I recently participated in the SPRING/BREAK Art Show as an Independent Curator. I did not include any of my own work but rather represented the wonderful work of a fellow artist and friend, Kathy Sirico. The fair is now closed, and the art world has moved on to Basel, but you can still find information about my curation “Fractured Truths” and see (and buy) Kathy’s stunning work here.


Exhibition Info:

“Leaving the Body,” featuring Natasha Wright, Poppy DeltaDawn, Alyssa McClenaghan, Mel Reese, and curated by Morgan Everhart, is on view at The Yard City Hall Park, 116 Nassau Street, Floors 5 & 6 New York, NY 10038, through November 5, 2021, with a reception on Thursday, September 23, 6–9 pm. For more information about this exhibition and its reception, please visit morganeverhart.com/leavingthebody. For artwork inquiries and appointments, contact morgan@morganeverhart.com

“At the basis of Body Art … one can discover the unsatisfied need for a love that extends itself without limit in time—the need to be loved for what one is and for what one wants to be—the need for a kind of love that confers unlimited rights- the need for what is called primary love.”—Lea Vergine, from ‘The Body as Language.’

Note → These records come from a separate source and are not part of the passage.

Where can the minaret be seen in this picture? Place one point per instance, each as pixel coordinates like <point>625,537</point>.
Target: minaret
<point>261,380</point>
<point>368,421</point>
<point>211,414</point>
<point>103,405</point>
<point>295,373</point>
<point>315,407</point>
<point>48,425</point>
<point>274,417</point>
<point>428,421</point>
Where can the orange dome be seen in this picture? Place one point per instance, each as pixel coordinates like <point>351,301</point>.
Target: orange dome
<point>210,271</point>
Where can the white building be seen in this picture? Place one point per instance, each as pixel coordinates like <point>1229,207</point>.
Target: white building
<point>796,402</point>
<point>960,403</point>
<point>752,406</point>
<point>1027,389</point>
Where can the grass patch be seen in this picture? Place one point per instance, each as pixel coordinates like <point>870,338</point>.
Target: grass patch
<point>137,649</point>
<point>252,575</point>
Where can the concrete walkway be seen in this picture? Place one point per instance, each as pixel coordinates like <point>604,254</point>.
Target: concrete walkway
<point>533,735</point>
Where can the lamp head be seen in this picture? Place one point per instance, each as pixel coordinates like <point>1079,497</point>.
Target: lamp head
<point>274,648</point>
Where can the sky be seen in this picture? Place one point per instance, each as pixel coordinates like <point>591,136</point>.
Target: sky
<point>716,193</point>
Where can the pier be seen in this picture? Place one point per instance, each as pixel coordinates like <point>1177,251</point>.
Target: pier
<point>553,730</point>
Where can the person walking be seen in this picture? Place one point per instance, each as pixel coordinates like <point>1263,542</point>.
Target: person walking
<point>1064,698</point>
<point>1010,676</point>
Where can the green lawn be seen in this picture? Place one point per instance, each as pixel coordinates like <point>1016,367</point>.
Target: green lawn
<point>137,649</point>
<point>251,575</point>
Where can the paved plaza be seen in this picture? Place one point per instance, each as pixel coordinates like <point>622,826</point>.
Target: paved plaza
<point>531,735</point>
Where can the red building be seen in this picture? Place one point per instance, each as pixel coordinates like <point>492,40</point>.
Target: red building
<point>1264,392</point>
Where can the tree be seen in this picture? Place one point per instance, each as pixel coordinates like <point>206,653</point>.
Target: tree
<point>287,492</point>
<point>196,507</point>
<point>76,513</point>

Making artwork about the body always involves personal identity. Using the body as a point of view or departure allows an artist and viewer the opportunity to connect the dots between their realities and emotions. Many artists, when referencing the body, are in pursuit of depicting tenderness and love for one’s self, which in return brings symbolism to life. However, depending on the degree of self-representation, there’s often a level of narcissism that comes with it. In this exhibition, “Leaving the Body,” Alyssa McClenaghan, Natasha Wright, Poppy DeltaDawn, and Mel Reese share a range of abstraction that contextualizes their bodily and spiritual connections to their surroundings without focusing on their individual, physical characteristics.

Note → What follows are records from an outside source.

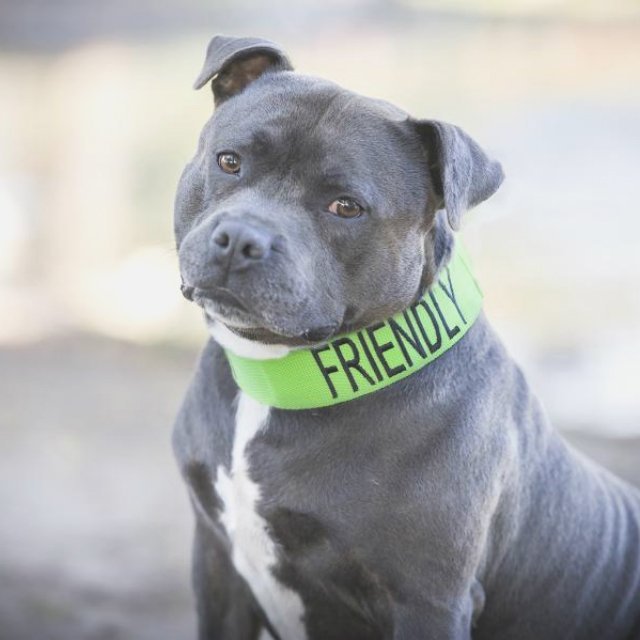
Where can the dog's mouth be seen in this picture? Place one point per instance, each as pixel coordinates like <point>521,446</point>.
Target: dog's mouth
<point>222,305</point>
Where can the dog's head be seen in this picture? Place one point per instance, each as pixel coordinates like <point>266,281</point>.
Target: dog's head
<point>310,210</point>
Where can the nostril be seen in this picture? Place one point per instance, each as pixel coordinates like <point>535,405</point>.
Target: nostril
<point>222,239</point>
<point>252,251</point>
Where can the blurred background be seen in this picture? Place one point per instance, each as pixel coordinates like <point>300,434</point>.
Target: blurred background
<point>97,119</point>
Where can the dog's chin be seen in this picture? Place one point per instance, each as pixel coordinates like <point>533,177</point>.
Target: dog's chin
<point>234,315</point>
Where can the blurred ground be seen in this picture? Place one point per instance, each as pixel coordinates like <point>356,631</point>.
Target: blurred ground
<point>95,529</point>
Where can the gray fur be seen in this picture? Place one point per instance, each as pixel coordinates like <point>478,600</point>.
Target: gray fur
<point>443,506</point>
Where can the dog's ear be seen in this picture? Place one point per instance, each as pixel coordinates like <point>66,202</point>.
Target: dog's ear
<point>233,63</point>
<point>461,172</point>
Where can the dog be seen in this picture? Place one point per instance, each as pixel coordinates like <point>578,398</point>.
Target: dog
<point>364,459</point>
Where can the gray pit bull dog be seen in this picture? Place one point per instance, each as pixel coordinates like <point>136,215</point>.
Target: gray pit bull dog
<point>440,506</point>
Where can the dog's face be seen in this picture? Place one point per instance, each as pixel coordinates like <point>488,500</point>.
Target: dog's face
<point>309,210</point>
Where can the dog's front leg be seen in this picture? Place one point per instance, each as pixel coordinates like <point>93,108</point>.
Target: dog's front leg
<point>225,606</point>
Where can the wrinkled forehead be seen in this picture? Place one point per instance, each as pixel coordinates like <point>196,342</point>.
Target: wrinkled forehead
<point>308,119</point>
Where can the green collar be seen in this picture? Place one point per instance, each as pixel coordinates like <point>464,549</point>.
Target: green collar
<point>361,362</point>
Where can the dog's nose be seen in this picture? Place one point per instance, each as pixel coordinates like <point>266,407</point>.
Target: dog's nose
<point>240,245</point>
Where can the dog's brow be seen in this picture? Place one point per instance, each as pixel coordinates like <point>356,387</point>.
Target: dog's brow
<point>262,139</point>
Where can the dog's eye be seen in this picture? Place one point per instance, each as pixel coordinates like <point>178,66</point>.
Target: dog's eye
<point>345,208</point>
<point>229,162</point>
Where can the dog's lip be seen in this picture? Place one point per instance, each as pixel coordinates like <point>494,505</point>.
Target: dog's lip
<point>220,295</point>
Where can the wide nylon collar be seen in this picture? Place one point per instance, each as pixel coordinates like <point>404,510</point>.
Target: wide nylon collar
<point>358,363</point>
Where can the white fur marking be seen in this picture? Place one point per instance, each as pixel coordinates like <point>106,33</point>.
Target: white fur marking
<point>243,347</point>
<point>253,551</point>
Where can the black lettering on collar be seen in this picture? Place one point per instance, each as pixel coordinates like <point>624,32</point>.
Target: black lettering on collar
<point>325,371</point>
<point>451,294</point>
<point>351,363</point>
<point>437,342</point>
<point>381,348</point>
<point>402,336</point>
<point>370,358</point>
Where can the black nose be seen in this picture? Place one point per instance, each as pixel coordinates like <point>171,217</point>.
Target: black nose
<point>240,245</point>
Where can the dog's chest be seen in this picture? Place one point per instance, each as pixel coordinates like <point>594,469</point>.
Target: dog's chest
<point>253,550</point>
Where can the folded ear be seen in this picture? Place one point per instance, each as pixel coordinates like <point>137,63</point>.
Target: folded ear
<point>461,172</point>
<point>233,63</point>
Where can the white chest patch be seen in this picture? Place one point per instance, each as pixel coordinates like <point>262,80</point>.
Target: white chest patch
<point>253,551</point>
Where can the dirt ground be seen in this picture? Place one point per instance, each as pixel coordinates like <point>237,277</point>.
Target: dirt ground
<point>95,526</point>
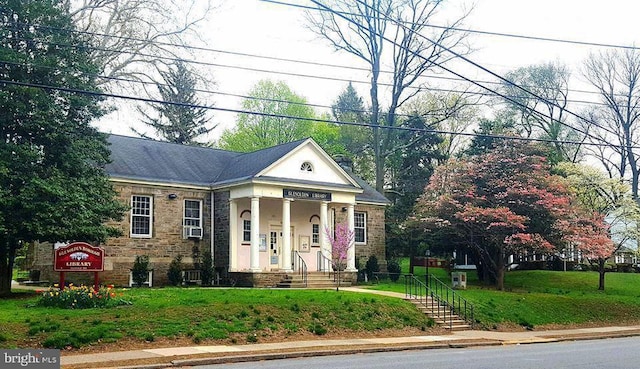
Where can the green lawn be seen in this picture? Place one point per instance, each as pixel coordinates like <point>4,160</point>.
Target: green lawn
<point>204,314</point>
<point>535,298</point>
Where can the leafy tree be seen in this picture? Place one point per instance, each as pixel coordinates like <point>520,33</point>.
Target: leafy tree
<point>52,183</point>
<point>412,167</point>
<point>543,114</point>
<point>483,141</point>
<point>360,28</point>
<point>501,203</point>
<point>447,112</point>
<point>613,217</point>
<point>183,122</point>
<point>280,116</point>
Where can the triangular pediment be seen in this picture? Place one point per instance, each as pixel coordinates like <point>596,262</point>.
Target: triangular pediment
<point>308,162</point>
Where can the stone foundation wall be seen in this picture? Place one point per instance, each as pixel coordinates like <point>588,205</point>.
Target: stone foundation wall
<point>166,242</point>
<point>264,279</point>
<point>221,232</point>
<point>375,234</point>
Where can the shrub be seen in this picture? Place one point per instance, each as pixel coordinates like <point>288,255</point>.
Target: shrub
<point>175,271</point>
<point>206,268</point>
<point>82,297</point>
<point>372,266</point>
<point>393,267</point>
<point>34,275</point>
<point>140,270</point>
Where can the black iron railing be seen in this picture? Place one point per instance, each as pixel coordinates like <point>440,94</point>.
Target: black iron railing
<point>441,299</point>
<point>324,264</point>
<point>300,266</point>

Each artist implies the body through varying degrees of abstraction related to their surroundings or medium. Alyssa McClenaghan explores the relationship between materials and gender through personifying domestic objects. Poppy DeltaDawn explores the transitions from body to material through textile production and how it relates to her own medical transition. Natasha Wright’s work explores the sociopolitical implications of the female body as an icon. Mel Reese questions subjectivity through embodying her surroundings.

What someone considers representative, or a recognizable element of resemblance, is culturally conditioned. Our pictorial traditions influence our perception of nature. That being said, there’s an immense vulnerability in challenging resemblance, especially of the corporeal self. “Leaving the Body” reminds us that the body is a construct.